Of particular pride to the community is the Frankston Foreshore. This area has been recognised as the state’s cleanest and friendliest beach, winning the Keep Australia Beautiful Victoria’s Clean Beach Challenge. All the other reserves provide active and passive recreation opportunities in wetland, foreshore or natural bushland settings for the whole community to enjoy.
Natural reserves which are excellent wildlife habitats are protected by international agreements or government policies. Seaford Wetlands is protected by an international Ramsar agreement in order to provide a safe habitat for migratory water birds. Our two largest reserves, Langwarrin and Pines Flora and Fauna Reserves are managed by Parks Victoria to protect all of the indigenous plant and animal species. Our creek reserves at Kananook Creek, Boggy Creek, Lower Sweetwater Creek Reserve and Upper Sweetwater Creek Reserve are excellent habitats while also providing natural corridors allowing wildlife to travel between habitats.

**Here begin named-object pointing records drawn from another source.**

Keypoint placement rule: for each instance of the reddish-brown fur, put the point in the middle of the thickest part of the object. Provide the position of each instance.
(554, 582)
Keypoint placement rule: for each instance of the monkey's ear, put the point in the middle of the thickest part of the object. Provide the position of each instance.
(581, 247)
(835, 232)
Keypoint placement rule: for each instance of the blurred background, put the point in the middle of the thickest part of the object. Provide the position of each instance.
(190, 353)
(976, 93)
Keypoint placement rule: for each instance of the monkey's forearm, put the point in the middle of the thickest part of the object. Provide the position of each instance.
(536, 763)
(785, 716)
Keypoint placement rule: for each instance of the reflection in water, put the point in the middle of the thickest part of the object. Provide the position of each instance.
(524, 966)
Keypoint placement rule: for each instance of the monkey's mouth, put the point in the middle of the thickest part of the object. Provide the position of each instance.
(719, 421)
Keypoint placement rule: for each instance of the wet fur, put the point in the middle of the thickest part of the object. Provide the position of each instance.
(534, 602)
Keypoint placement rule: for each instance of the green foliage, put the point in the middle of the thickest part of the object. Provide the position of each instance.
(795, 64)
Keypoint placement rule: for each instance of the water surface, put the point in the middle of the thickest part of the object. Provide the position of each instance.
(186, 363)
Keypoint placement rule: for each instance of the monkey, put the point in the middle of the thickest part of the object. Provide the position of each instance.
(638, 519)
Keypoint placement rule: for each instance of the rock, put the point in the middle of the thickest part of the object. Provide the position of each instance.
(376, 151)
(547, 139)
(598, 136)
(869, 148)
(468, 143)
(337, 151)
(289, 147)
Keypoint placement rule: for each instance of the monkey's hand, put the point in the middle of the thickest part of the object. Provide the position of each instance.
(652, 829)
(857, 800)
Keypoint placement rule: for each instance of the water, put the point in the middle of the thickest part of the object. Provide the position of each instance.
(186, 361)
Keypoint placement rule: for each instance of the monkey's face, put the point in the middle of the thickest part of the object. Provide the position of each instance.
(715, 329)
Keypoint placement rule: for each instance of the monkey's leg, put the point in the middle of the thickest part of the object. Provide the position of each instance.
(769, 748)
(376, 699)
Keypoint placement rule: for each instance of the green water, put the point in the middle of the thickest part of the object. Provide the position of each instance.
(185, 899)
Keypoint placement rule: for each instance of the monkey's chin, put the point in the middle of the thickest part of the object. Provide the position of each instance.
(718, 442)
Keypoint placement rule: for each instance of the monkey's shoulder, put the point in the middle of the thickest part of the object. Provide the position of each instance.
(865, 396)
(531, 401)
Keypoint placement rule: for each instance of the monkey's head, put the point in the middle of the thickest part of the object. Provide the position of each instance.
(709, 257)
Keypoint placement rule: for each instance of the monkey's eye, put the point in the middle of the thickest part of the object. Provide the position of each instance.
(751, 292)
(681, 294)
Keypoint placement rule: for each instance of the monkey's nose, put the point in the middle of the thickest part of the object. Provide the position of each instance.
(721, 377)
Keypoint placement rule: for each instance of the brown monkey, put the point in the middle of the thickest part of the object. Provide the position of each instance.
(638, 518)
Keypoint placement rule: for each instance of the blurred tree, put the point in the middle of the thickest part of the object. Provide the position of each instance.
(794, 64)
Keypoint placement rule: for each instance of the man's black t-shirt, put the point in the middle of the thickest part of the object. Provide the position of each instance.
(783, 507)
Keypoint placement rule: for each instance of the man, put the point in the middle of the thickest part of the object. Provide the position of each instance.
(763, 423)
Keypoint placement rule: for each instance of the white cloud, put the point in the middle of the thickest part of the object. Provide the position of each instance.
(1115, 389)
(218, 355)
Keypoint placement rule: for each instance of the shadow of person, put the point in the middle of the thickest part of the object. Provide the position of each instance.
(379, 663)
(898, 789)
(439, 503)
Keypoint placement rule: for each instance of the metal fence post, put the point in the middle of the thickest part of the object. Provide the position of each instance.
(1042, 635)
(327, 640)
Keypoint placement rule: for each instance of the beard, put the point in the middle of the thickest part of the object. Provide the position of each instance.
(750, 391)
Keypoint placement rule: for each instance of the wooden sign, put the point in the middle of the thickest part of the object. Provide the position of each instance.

Vegetation in the reserves ranges from almost pristine to somewhat disturbed, needing assistance to return to a more natural state. Studio Park Reserve and Bunarong Park Reserve are examples of bushland of high natural value which is relatively untouched. The best Coast Banksia Woodland near Melbourne is located at Seaford Foreshore Reserve, while Paratea Reserve has an excellent example of grassland indigenous to the region. Restoration work in very disturbed sites such as Tangenong Creek Reserve and Belvedere Bushland Reserve is providing improved habitats for native animals.